Half of COVID-19 Patients Suffer Long-Term Effects

  • By Sun Jung-min

    October 18, 2022 12:55

    Almost half of recovered COVID-19 patients suffer from long-term aftereffects such as an inability to focus, insomnia and muscle aches for up to a year and a half, according to a study.
    One out of every five complained of crippling "long COVID" symptoms like difficulty doing housework, walking, studying and other everyday activities.
    Researchers at the University of Glasgow published the study in the scientific journal "Nature Communications." Since April 2020, they surveyed around 30,000 COVID patients six, 12 and 18 months after infection and compared their symptoms with around 60,000 others who had not been infected.
    Six percent said they have yet to recover, while 42 percent said they recovered only partially and 48 percent experienced side effects six to 18 months after recovery. Some 25.2 percent experienced difficulties exercising, while 19.6 percent suffered from problems working, studying and doing household chores. Some 18.4 percent complained about difficulty walking and around 10 percent said they were prevented from socializing and leisure activities.
    Aftereffects varied from aching muscles and joints, headaches, shortness of breath, heart palpitations, fatigue, nervousness, difficulty focusing, insomnia and loss of smell and taste.
    Recovered patients who suffered from respiratory illness or depression before infection found their symptoms worsened, while those who had no symptoms were less affected. The aftereffects were more commonly found in women, senior citizens and the poor.
    Researchers in the U.K. and U.S., which saw huge numbers of COVID cases during the early phase of the coronavirus pandemic, are now focusing on the impact of long COVID.
    The U.S. Department of Labor estimates that between 7.7 million to 23 million Americans are suffering from long COVID and up to 1 million have been unable to return to work. A government report showed 31,000 people in Australia take sick leave every day due to perceived aftereffects.

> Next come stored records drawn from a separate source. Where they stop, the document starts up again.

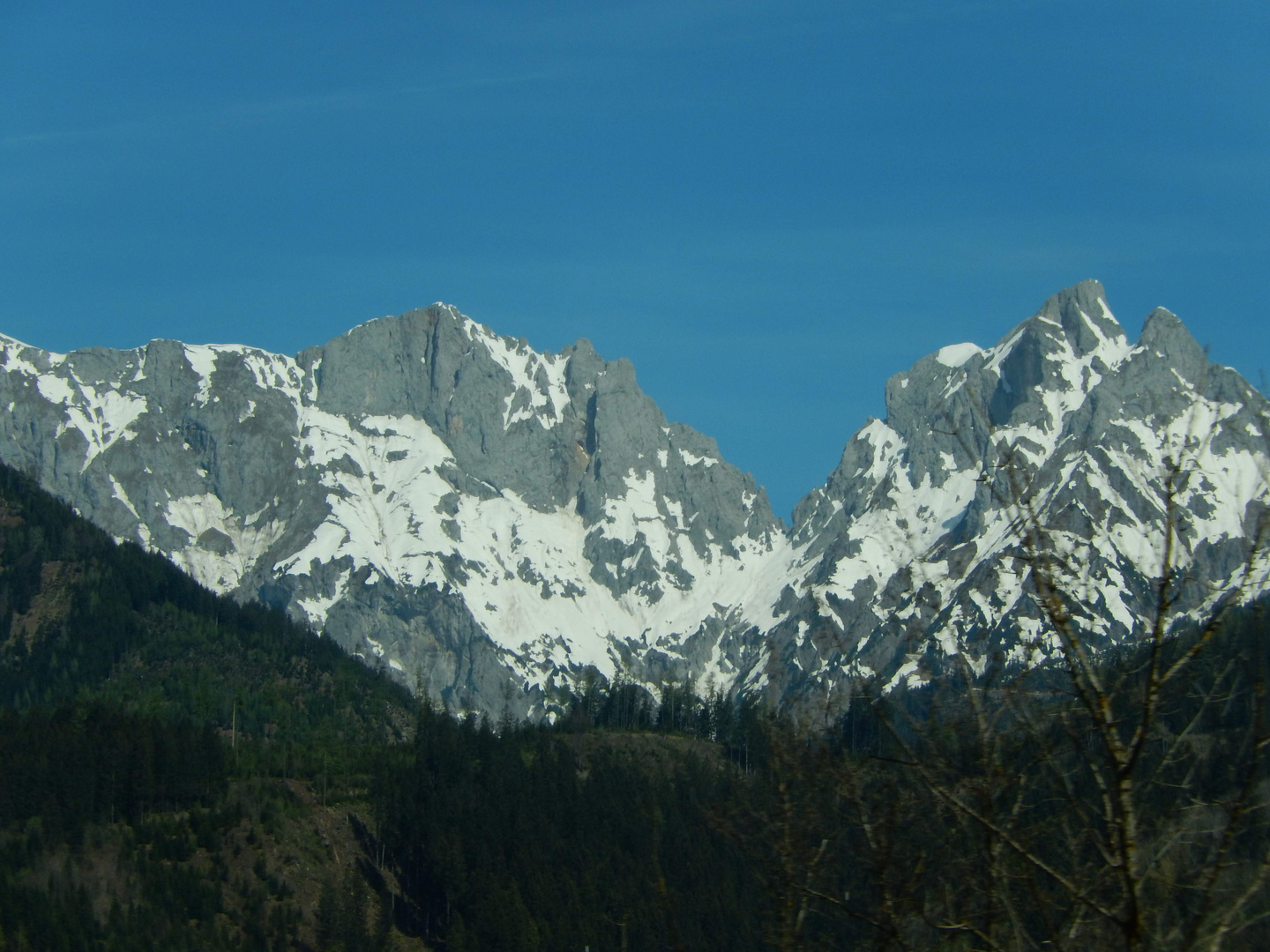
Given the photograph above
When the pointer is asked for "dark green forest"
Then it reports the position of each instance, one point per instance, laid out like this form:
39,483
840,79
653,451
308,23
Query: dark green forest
178,770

    In Korea, a study of around 10,000 people is underway. According to the Health Insurance Review and Assessment Service, 54,463 people went to hospital with COVID aftereffects from October of 2020 to July of this year.

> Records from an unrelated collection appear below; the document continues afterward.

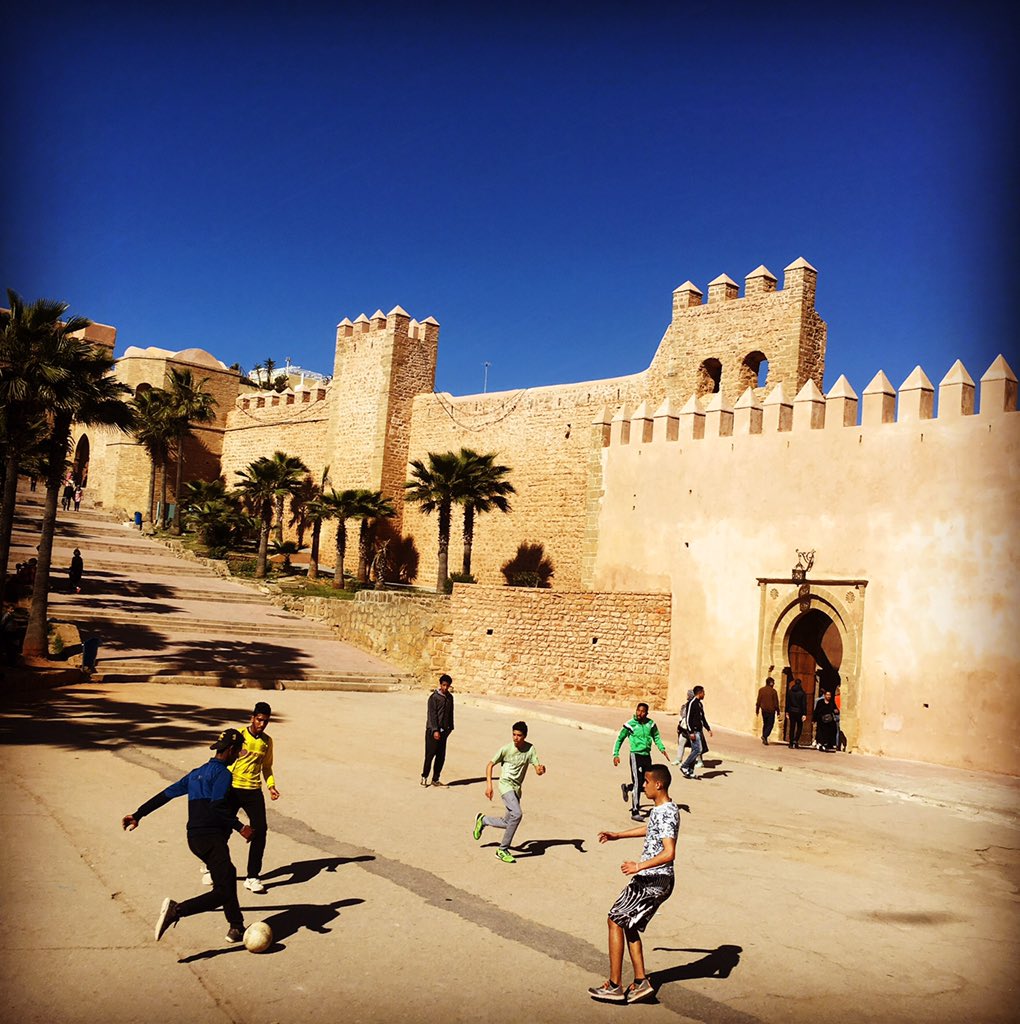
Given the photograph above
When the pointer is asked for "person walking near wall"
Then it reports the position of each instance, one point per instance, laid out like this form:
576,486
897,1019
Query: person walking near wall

    But vaccination levels in Korea were higher than in other countries, and more than 90 percent of infected people caught the Omicron variant, which is milder than the Delta variant.

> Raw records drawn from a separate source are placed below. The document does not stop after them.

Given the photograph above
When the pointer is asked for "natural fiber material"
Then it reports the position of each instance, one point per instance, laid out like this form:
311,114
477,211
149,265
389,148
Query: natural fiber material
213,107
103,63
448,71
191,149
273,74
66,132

    A study in Seoul's Jungnang district found that people who recovered from Omicron strain coughed more than those with the Delta variant but did not suffer from severe symptoms like loss of hair, smell or taste.
    Long COVID refers to symptoms that last more than three months after recovery and cannot be explained by other causes. The problem is that it cannot be clearly diagnosed in many cases.